Landtagsneubau auf dem Alten Markt in Potsdam

Sehr geehrter Herr Ministerpräsident,
zum Brief von Fides Mahrla merke ich an:
Ein Landtagsgebäude ist ein öffentliches Gebäude und muss von den Steuerzahlern des Landes Brandenburg bezahlt werden. Im Fall des Neubaus des Parlamentsgebäudes am Alten Markt in Potsdam soll dies in Form der "Ratenzahlung" in einem Zeitraum von 30 (in Worten dreißig) Jahren geschehen. Inwieweit die Bürger der Bundeshauptstadt Berlin hierzu herangezogen werden, ist zunächst offen, wenn auch das Gebäude für ein gemeinsames Bundesland Brandenburg-Berlin errichtet werden soll. Wenn also die Bürgerinnen und Bürger dieses Landes die Finanzierung sichern sollen und müssen, ist es m.E. nicht mehr als recht und billig, wenn diese ein gewisses Mitspracherecht bei der Gestaltung dieses Gebäudes einfordern.

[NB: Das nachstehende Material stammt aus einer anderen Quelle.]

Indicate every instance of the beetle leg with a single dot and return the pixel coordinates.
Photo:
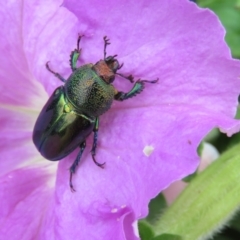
(74, 56)
(137, 88)
(130, 77)
(94, 147)
(106, 42)
(75, 164)
(55, 73)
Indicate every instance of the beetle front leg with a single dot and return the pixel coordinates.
(94, 147)
(75, 164)
(137, 88)
(75, 54)
(57, 75)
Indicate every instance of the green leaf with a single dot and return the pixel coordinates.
(156, 207)
(145, 230)
(209, 201)
(167, 237)
(229, 13)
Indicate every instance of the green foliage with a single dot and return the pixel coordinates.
(229, 13)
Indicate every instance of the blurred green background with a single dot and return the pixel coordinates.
(228, 12)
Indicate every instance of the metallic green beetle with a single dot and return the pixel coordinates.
(72, 112)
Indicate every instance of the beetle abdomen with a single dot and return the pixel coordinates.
(88, 92)
(59, 130)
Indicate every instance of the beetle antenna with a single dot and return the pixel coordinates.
(106, 42)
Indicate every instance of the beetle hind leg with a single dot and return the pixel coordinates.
(137, 88)
(94, 147)
(75, 54)
(75, 164)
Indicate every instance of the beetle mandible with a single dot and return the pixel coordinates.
(72, 112)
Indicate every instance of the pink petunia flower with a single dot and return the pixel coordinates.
(147, 142)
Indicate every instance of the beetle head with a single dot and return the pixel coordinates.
(107, 68)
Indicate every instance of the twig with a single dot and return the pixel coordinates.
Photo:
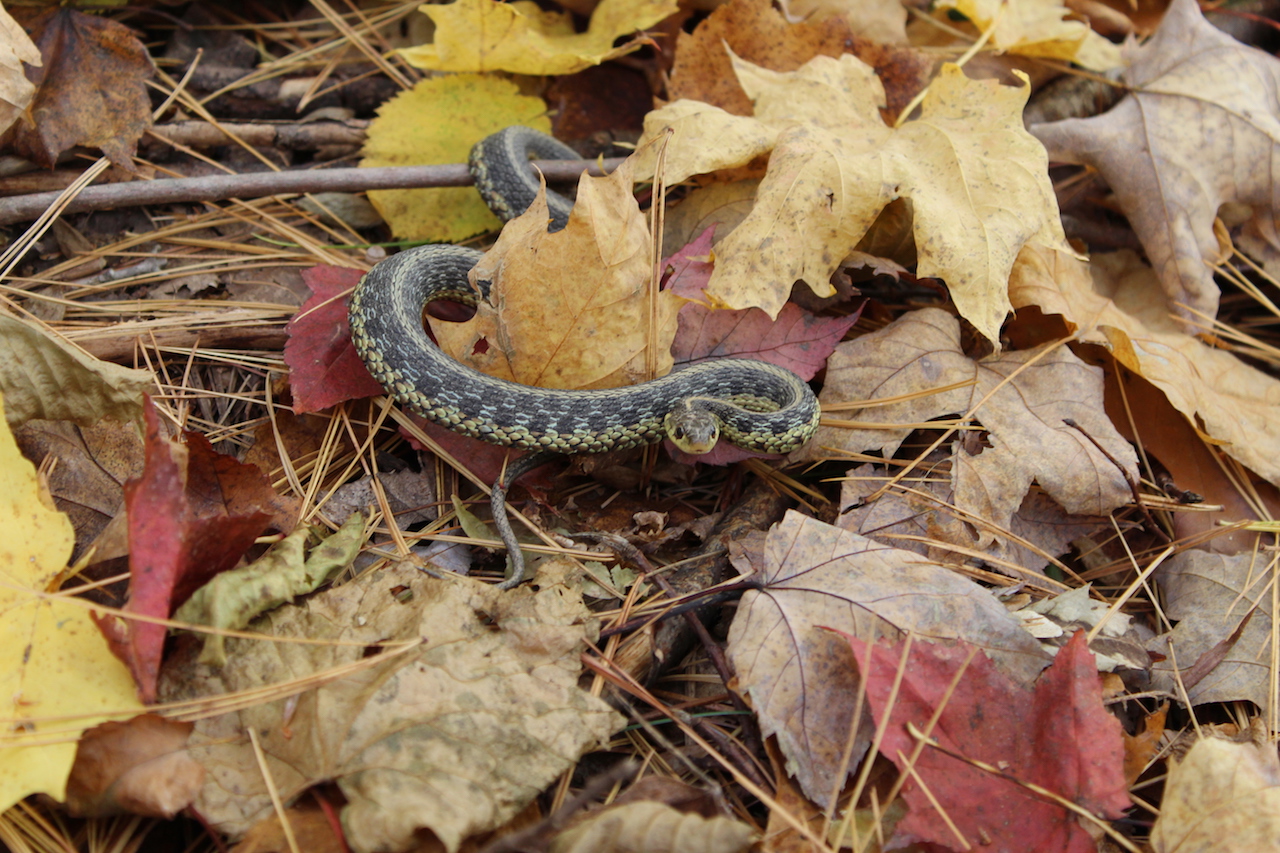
(273, 183)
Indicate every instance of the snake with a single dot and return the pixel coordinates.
(754, 405)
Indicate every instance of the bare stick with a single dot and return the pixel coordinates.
(273, 183)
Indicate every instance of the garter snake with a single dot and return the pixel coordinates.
(752, 404)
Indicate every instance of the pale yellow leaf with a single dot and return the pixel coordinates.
(1040, 28)
(485, 35)
(438, 121)
(56, 675)
(41, 377)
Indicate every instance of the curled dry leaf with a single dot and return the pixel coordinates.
(1221, 797)
(653, 828)
(568, 309)
(453, 734)
(1114, 301)
(1023, 415)
(1208, 596)
(140, 766)
(800, 678)
(1198, 131)
(41, 377)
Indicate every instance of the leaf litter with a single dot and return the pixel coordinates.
(967, 502)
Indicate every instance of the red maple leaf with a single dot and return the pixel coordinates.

Dem wird aber keinesfalls entsprochen, wenn sich die Jury fast ausschließlich aus kompetenten Architekten von außerhalb des Landes zusammensetzt und nur diesen ein Stimmrecht zusteht. Es bleibt also an der Forderung festzuhalten, dass zumindest dem Potsdamer Architekten Vandenhertz ein volles Stimmrecht eingeräumt wird. Um aber ein wirklich demokratisches Verfahren bei der Auswahl der in Frage kommenden Entwürfe zu gewährleisten, muss auch dem steuerzahlenden Wahlvolk Einsicht in die noch vorzulegenden Arbeiten der sechs Konsortien gewährt werden - und das am Besten einem vertrauenswürdigen und kompetenten Mitglied der Initiative "mitteschön" und/oder des Vereins Potsdamer Stadtschloss e.V. Es steht unseren Volksvertretern und den Mitgliedern Ihres Kabinetts gut zu Gesicht, wenn sie sich in diesem Falle nicht hinter bürokratischen Hürden versammeln, sondern Offenheit gegenüber den Bürgern zeigen. "Wer bezahlt, bestellt auch" - eine Mehrheit will einen Landtag, der in seinem Äußeren wie das einstige Stadtschloss aussehen soll. Nur so fließen auch die notwendigen Spendengelder für die aufwendigen Teile ... und nur so werden die Handwerker dieses Landes Teilhaber am Wiederaufbau des Stadtschlosses als Landtagsgebäude beteiligt werden können.